A iniciativa utiliza monitoramento remoto aliado a visitas locais para mapear buracos de conectividade e orientar políticas de expansão.
O trabalho, iniciado no Distrito Federal, combina drive tests com medições em campo e busca construir um diagnóstico para melhorar o acesso em áreas remotas.
Na primeira etapa, a equipe visitou quatro localidades rurais: Comunidade Torre e Morada dos Pássaros (Brazlândia), Lago Oeste (Sobradinho) e a região da Fercal.
Segundo o conselheiro Edson Holanda, o objetivo é transformar o levantamento em uma base para encaminhar soluções, em diálogo com as operadoras, sem caráter punitivo.
A superintendente de Fiscalização, Gesiléa Teles, explicou que o estudo usa drive test para monitorar a presença de sinais 4G e 5G ao longo de rotas, concentrando ações nos pontos onde o serviço não está disponível.
Durante as visitas, escolas foram identificadas com acesso à internet apenas nas unidades de ensino, sem conectividade ao redor. “Sinal de internet só na escola… é um problema geral”, afirmou Raquel Fideles, vice-diretora da Escola Classe Polo Agrícola da Torre.
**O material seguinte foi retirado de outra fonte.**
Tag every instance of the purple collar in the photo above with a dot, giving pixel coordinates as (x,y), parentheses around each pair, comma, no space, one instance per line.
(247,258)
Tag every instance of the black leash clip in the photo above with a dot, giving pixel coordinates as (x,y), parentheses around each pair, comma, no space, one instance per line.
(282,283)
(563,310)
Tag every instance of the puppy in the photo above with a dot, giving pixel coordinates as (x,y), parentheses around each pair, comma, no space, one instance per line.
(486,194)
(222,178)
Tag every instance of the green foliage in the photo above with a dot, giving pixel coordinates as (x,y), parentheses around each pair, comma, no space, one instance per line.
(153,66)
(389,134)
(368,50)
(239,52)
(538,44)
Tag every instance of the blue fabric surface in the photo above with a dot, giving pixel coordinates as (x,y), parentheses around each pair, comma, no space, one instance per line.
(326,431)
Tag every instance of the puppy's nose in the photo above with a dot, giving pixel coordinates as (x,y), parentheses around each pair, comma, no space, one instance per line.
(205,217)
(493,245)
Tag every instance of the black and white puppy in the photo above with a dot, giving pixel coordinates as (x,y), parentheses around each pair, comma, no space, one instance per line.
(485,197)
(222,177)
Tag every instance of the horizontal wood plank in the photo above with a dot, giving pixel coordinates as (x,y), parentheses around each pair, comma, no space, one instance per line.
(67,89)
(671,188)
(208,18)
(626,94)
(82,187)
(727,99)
Em Fercal, Nice Souza relatou interrupções que obrigam funcionários a subir morros para fazer ligações.
A agência ressalta que a iniciativa não tem objetivo punitivo e reforça a ideia de inclusão digital como caminho para inclusão social, com o objetivo de democratizar o acesso à conectividade na maior extensão possível.